Respondents' Suggestions for Inadequate Reporting Clarity or Completeness
In addition to specific analytical concerns, respondents also reported common errors in the text of methods and results sections. Although some of these problems are semantic, others reflect a misinterpretation or misunderstanding of the methods employed.
Inadequate description of methods and analysis: Respondents observed that manuscripts often do not contain a clear description of the analysis. Authors should provide as much methodological detail as possible, including targeted references and a statistical appendix if appropriate. One respondent provided a rule of thumb whereby an independent reader should be able to perform the same analysis based solely on the paper. Other issues included inadequate description of the study cohort, recruitment, and response rate, and the presentation of relative differences (e.g., odds ratio = 1.30) in the absence of absolute differences (e.g., 2.6% versus 2%). As one respondent wrote, "Since basic errors that are easily identified remain common, there is real concern of the presentation of analyses for more complex methods where the errors will not be testable by the reviewer."
Miscommunication of results: Researchers frequently report likelihood ratios for diagnostic tests (the likelihood of an individual having a particular condition relative to the likelihood of an individual not having that condition given a certain test result) without associated sensitivity and specificity. Although this is very useful for learning how well a test of interest predicts the risk of a given result [31, 32], editors also appreciate the inclusion of rates of true positives and true negatives to give the reader a complete picture of the analysis.
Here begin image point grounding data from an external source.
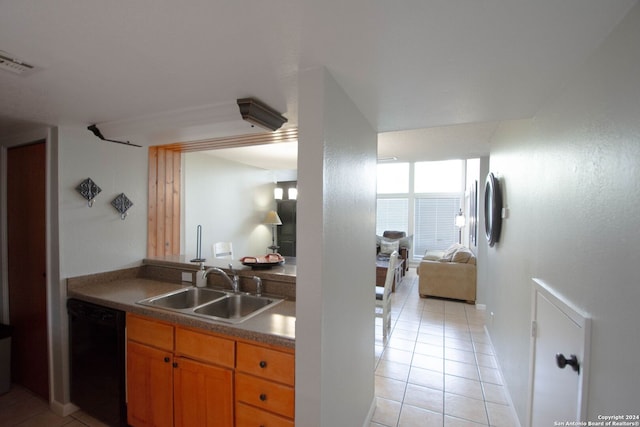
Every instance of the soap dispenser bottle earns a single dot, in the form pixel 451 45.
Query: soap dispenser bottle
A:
pixel 201 280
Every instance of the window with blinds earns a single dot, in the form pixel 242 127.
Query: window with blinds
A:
pixel 434 223
pixel 392 214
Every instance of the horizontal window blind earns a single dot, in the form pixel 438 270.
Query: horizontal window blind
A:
pixel 392 214
pixel 434 224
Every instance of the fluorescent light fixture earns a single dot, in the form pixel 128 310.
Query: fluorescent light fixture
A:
pixel 9 63
pixel 278 192
pixel 260 114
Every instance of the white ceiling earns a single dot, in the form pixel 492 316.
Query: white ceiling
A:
pixel 156 71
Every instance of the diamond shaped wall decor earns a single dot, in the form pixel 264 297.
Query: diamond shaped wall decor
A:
pixel 122 205
pixel 89 190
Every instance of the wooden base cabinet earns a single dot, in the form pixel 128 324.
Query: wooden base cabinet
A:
pixel 166 388
pixel 149 386
pixel 182 377
pixel 203 395
pixel 265 379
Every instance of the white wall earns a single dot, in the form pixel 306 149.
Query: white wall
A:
pixel 230 201
pixel 336 257
pixel 570 178
pixel 94 240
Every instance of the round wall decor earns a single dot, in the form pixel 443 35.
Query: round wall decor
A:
pixel 492 209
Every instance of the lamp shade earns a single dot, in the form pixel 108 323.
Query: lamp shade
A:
pixel 272 218
pixel 460 219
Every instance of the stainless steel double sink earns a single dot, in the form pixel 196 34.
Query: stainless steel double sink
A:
pixel 212 304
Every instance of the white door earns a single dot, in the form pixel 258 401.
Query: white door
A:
pixel 560 337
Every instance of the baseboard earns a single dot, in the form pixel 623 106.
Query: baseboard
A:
pixel 372 409
pixel 62 409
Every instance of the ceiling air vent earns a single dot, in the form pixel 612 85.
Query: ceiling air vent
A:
pixel 16 66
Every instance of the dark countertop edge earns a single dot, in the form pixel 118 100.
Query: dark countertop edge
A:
pixel 284 273
pixel 235 330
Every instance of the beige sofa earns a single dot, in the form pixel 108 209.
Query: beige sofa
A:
pixel 448 274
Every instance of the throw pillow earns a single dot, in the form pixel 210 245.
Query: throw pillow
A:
pixel 406 242
pixel 448 254
pixel 388 246
pixel 462 255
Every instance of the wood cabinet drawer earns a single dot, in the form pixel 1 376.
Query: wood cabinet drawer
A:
pixel 205 347
pixel 266 363
pixel 266 395
pixel 151 332
pixel 248 416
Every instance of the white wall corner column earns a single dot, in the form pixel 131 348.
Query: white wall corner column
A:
pixel 336 256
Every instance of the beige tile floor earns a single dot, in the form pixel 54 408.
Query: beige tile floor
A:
pixel 20 407
pixel 437 366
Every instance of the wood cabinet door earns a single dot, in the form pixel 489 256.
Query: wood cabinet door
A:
pixel 149 386
pixel 203 394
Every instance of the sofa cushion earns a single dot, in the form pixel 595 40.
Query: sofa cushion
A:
pixel 448 254
pixel 432 255
pixel 463 255
pixel 388 246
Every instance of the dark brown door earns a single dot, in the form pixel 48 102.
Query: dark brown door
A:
pixel 26 224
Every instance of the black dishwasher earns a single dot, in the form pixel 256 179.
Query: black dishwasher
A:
pixel 97 361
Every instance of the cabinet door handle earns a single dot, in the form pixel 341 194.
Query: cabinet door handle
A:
pixel 572 361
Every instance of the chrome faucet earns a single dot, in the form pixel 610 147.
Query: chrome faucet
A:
pixel 234 283
pixel 258 285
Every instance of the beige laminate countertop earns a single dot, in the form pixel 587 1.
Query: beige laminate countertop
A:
pixel 274 326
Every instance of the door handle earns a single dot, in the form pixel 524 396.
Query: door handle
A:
pixel 572 361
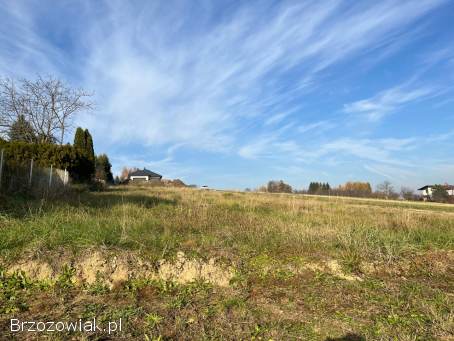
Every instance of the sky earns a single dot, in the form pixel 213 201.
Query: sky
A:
pixel 231 94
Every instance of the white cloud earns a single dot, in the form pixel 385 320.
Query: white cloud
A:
pixel 390 100
pixel 164 75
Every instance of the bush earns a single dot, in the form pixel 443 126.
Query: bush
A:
pixel 44 155
pixel 278 187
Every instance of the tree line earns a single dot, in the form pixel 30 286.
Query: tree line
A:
pixel 384 190
pixel 35 117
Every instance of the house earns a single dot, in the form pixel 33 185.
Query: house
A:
pixel 426 191
pixel 144 175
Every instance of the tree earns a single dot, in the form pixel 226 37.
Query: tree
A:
pixel 89 145
pixel 21 130
pixel 439 194
pixel 79 139
pixel 407 193
pixel 386 189
pixel 103 169
pixel 278 187
pixel 84 142
pixel 360 189
pixel 47 104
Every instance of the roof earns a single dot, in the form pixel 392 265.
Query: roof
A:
pixel 145 172
pixel 446 187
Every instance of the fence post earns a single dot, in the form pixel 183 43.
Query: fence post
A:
pixel 50 176
pixel 1 167
pixel 66 177
pixel 31 173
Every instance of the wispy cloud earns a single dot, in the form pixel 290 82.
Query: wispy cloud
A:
pixel 239 80
pixel 389 101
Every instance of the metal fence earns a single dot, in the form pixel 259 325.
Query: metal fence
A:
pixel 26 177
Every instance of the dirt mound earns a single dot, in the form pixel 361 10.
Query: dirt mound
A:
pixel 333 268
pixel 114 270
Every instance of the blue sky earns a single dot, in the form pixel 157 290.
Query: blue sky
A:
pixel 231 94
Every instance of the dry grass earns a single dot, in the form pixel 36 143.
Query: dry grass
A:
pixel 304 267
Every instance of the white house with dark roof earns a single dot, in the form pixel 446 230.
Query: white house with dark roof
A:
pixel 426 191
pixel 144 175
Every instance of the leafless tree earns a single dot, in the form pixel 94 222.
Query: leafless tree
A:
pixel 48 104
pixel 386 189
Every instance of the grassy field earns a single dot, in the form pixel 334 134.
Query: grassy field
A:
pixel 192 264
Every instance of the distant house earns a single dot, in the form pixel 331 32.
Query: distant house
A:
pixel 144 175
pixel 426 191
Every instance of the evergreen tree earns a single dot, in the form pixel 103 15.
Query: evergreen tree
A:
pixel 89 144
pixel 84 142
pixel 79 139
pixel 21 130
pixel 103 168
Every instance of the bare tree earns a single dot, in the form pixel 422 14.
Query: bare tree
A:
pixel 386 189
pixel 407 193
pixel 47 104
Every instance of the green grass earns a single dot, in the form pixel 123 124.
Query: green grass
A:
pixel 278 245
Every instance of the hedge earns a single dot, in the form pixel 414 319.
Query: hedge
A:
pixel 78 164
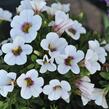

Respondents also noted an undue emphasis on p-values and excessive focus on significant results. For example, authors often highlight the significance of a categorical dummy that is not significant overall; the overall significance of a multi-category predictor should be tested by using an appropriate joint test of significance . In turn, non-significant results are seldom presented in manuscripts. Authors leave out indeterminate test results when describing diagnostic test performance and fail to report confidence intervals along with p-values. An analogous problem is the "unthinking acceptance" of p < 0.05 as significant. Researchers can fall prey to alpha errors and take the customary but curious position of touting significance just below p < 0.05 and non-significance just above the 0.05 threshold. In addition, authors may trumpet a significant result in a large study when the size of the difference is clinically unimportant. In this situation, a focus on the effect size could be more appropriate .
Journal editors and statistical reviewers of high-impact medical journals identified several common problems that significantly and frequently affect the quality of submitted manuscripts. The majority of respondents underscored the fundamentals of research methods that should be familiar to all scientists. These include rigorous descriptions of sampling and analytic strategies, recognition of the strengths and drawbacks of a particular analytical approach, and the appropriate handling of missing data. Respondents also discussed concerns about more advanced methods in the medical research toolkit. Specifically, authors may not understand or report the limitations of their analysis strategies and hedge these with sensitivity analyses and more tempered interpretations. Finally, respondents emphasized the importance of the clear and accurate presentation of methods and results.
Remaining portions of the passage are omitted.